The last time I looked the NIX solution to secure boot keys was to disable secure boot
Are we talking about Nix or NixOS here now? These are entirely different things.
Nix on non-NixOS does not care whether that OS can do secure boot or not.
As for NixOS: https://github.com/nix-community/lanzaboote
(Not sure what you’d actually want to achieve with “secure” boot as it doesn’t protect you against anything on its own.)
The idea of leaving it up to the user to figure out keys and self signing was a giant red flag for me.
The current support for secure boot in NixOS is rather experimental still. It’s the same as any other distro that hasn’t applied to RedHat to get their shim signed with a M$-trusted key, so I don’t really see your point here.

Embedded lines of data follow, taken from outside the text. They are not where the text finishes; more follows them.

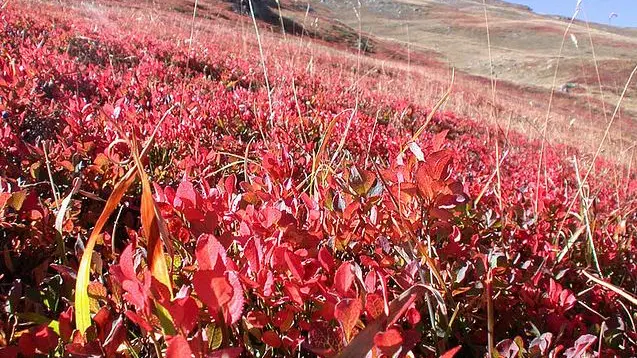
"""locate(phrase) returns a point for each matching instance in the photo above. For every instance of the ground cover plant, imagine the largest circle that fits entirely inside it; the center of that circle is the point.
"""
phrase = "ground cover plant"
(161, 196)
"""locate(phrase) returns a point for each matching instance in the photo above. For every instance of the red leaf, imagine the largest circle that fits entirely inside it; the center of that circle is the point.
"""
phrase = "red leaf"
(271, 338)
(347, 312)
(186, 196)
(439, 140)
(270, 217)
(374, 305)
(211, 255)
(234, 352)
(178, 347)
(184, 312)
(235, 307)
(451, 353)
(213, 290)
(9, 352)
(295, 265)
(389, 341)
(343, 279)
(326, 259)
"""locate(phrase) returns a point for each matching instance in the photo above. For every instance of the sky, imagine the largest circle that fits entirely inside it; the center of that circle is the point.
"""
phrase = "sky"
(595, 10)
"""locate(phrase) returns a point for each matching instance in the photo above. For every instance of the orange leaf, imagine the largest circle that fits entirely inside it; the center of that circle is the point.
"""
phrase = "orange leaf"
(82, 302)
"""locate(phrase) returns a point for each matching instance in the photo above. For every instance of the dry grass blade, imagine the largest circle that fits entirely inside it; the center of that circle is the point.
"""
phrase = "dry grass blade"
(570, 243)
(632, 299)
(151, 225)
(82, 310)
(364, 340)
(433, 111)
(59, 219)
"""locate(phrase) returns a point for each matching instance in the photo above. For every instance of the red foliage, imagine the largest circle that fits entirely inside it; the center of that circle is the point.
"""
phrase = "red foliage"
(274, 248)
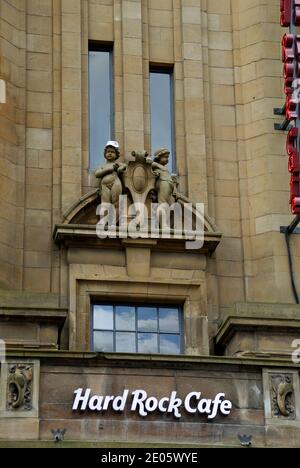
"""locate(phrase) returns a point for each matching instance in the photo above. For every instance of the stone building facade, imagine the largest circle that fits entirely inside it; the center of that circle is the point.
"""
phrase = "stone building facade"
(239, 312)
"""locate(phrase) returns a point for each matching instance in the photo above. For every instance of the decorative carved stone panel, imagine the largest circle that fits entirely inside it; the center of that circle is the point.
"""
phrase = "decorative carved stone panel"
(281, 397)
(19, 389)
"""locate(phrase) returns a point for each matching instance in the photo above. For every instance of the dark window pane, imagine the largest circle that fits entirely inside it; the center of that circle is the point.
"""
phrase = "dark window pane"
(125, 318)
(147, 319)
(162, 119)
(147, 343)
(125, 342)
(104, 342)
(100, 99)
(169, 344)
(103, 317)
(168, 320)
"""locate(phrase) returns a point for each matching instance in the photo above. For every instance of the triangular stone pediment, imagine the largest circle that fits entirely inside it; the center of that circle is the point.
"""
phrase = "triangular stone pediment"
(141, 181)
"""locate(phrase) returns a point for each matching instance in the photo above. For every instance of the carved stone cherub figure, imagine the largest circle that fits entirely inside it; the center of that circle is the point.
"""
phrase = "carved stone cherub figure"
(110, 182)
(165, 181)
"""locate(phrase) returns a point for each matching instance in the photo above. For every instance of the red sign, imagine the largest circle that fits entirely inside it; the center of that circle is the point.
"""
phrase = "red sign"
(291, 73)
(285, 10)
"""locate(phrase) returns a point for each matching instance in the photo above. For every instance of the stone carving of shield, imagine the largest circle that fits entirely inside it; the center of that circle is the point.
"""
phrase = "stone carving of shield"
(139, 179)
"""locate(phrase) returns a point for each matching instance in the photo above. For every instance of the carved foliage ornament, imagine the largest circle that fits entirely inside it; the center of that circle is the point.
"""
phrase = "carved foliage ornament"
(19, 387)
(282, 396)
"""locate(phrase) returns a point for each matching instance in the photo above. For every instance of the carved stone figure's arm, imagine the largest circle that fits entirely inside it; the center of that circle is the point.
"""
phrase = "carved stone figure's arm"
(103, 171)
(155, 165)
(122, 168)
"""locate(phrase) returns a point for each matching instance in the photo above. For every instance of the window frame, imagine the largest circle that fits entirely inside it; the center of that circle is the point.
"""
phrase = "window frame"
(108, 47)
(136, 305)
(166, 70)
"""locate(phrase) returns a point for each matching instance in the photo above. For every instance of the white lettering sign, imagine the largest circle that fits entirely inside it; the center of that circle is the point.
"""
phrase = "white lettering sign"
(144, 404)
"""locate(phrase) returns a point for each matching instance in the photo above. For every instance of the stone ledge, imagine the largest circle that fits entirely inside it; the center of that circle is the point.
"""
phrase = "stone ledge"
(132, 360)
(259, 330)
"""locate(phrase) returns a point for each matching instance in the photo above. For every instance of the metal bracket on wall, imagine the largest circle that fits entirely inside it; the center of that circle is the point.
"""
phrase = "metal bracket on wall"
(292, 228)
(285, 125)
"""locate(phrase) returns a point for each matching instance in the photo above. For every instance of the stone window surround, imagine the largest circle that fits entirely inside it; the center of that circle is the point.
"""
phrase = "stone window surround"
(90, 283)
(136, 331)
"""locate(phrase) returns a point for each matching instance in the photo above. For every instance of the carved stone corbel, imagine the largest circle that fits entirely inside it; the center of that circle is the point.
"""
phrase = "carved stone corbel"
(281, 397)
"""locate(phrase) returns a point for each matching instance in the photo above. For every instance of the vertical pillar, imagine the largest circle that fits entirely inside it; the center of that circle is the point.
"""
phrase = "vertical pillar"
(194, 99)
(132, 75)
(71, 102)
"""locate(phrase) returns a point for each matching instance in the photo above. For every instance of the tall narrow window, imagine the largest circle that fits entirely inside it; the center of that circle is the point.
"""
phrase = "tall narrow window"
(100, 102)
(162, 113)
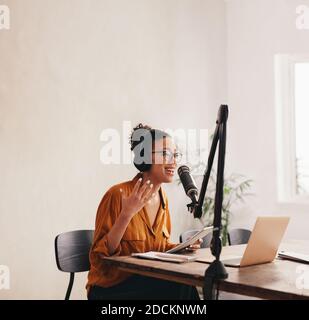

That aspect is also being worked on as we speak.
I didn’t care to figure out Keytool on my own to boot into UEFI and try to change them by force. That knocked NIX off my list of complete distros to run.
That’s your ignorance’s fault, not any distro’s. If you can’t be bothered to plug in your own keys, you limit yourself to the set of distros that are indirectly officially approved by M$.
I also ran arch for a few weeks once and am now extremely skeptical of any distro that presents anything that hints at “you figure it out yourself” complications for basic function. After Arch I went to Gentoo back when the Sakaki guide still worked and that was much more my style. I had something that just works, and made extra complications much more approachable. Specifically, I found documented entry points on things I didn’t understand, approached in ways I found useful.
If you need your hand held, the Nix ecosystem won’t be for you. It’s not really approachable by people who can’t research things in its current state.
Nothing wrong with that but Nix just isn’t at the point where mere mortals can reasonably be expected to be able to use it.
Because the projects I want to contribute to are on Github, not some other forge. Also, I don’t want to create accounts on dozens of forges; each with their own settings and whatever; I also don’t want to have to put contributors to my projects through that, so if I want external contributors, Github is pretty much my only choice.
I don’t like it but until federation between forges is a thing, Github it is.